Desktop Linux: the software I'm currently using

I moved from macOS to Linux for my desktop computing about two years ago now. I wrote about it a year in.

Stephen Newey said that he is looking to do the same, so I though I’d write up some of the software I am using currently for desktop Linux.

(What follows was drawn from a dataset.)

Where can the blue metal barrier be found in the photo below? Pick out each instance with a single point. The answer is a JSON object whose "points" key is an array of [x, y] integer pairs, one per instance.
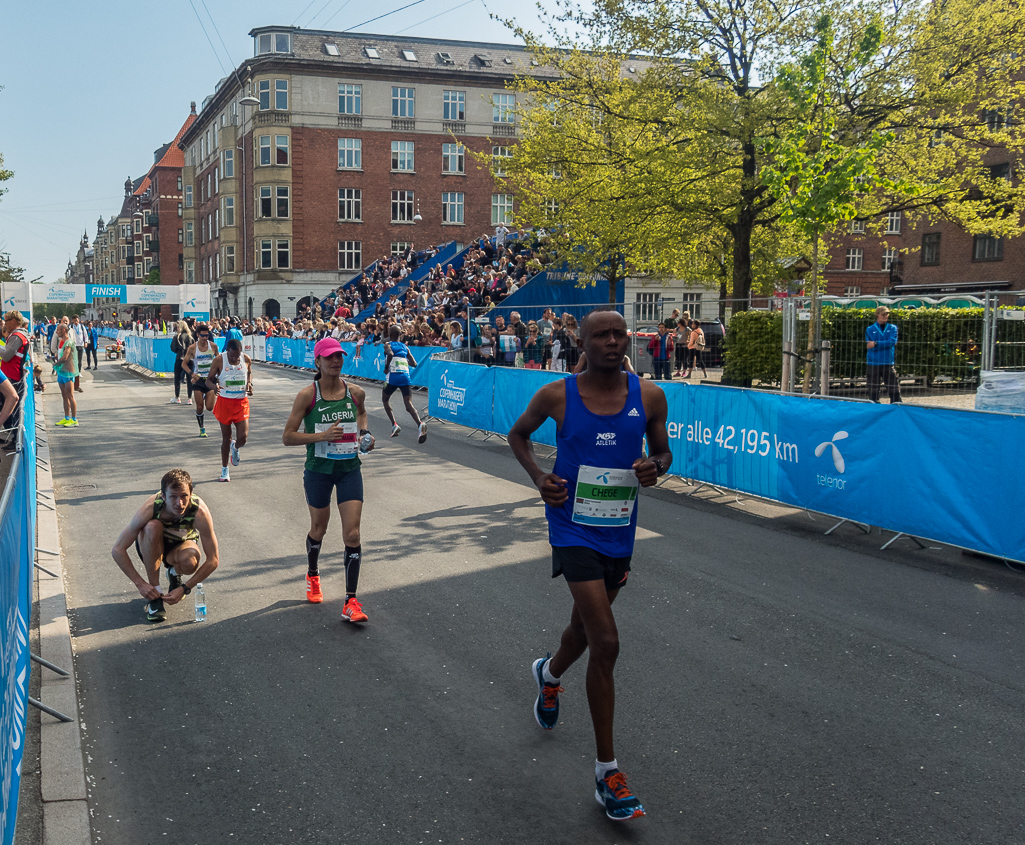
{"points": [[892, 466], [17, 551], [362, 361]]}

I’ve used some of the headings that Stephen has used, as they wouldn’t have crossed my mind otherwise.

Email

macOS: Mail, with GPGMail plugin

Linux: A mix of Thunderbird with OpenGPG, for GUI-based email, and mutt when I don’t need / want a GUI

Calendar

macOS: Calendar

Linux: the calendar in Thunderbird

Document production

macOS: A mix of Pages and Word

Linux: LibreOffice’s Writer

Text editing

macOS: nano

Linux: gedit

Presentations (slides)

macOS: Keynote

Linux: reveal.js

Audio editing

macOS: Audacity

Linux: Audacity

eBook management

macOS: calibre

Linux: calibre

Image editing

macOS: Pixelmator or GIMP

Linux: GIMP or Krita. If I just need to do a simple conversion, imagemagick

PDFs

Reading

macOS: Preview

Linux: evince

Marking up

macOS: I didn’t

Linux: Xournal++

Combining

macOS: I don’t remember

Linux: PDF Arranger, pdfunite, or pdftk depending on what I want to do. (I haven’t found a good “all in one” GUI-based PDF tool which works nicely with GNOME; recommendations are welcome!)

Web browsing

macOS: A mix of Safari and Firefox

Linux: A mix of Firefox (GUI) and links (terminal)

Read-it-later

macOS: wallabag

Linux: wallabag

Disk encryption

macOS: FileVault2

Linux: LUKS

File synchronisation

macOS: Nextcloud

Linux: Nextcloud

Client-side encryption of files before syncing them with Nextcloud

macOS: I didn’t

Linux: Cryptomator

Text expansion

macOS: aText

Linux: espanso

SIP

macOS: Blink

Linux: Blink

Password manager

macOS: 1Password, then Bitwarden

Linux: Bitwarden, but I’m now using the vaultwarden backend after Bitwarden locked me out of my TOTP codes twice

Backups

macOS: Time Machine

Linux: restic

Fediverse

macOS: Mastodon web UI

Linux: Mastodon web UI

Music

I buy and rip DVDs and CDs still.

macOS: iTunes

Linux: I stream my own stuff via the jellyfin web UI. I have a “media” memory stick, to have some films and music available when I travel, which I can either plug into my laptop or my Raspberry Pi W travel “media centre”, but I hardly ever travel so not much use to be honest. For Internet radio, shortwave.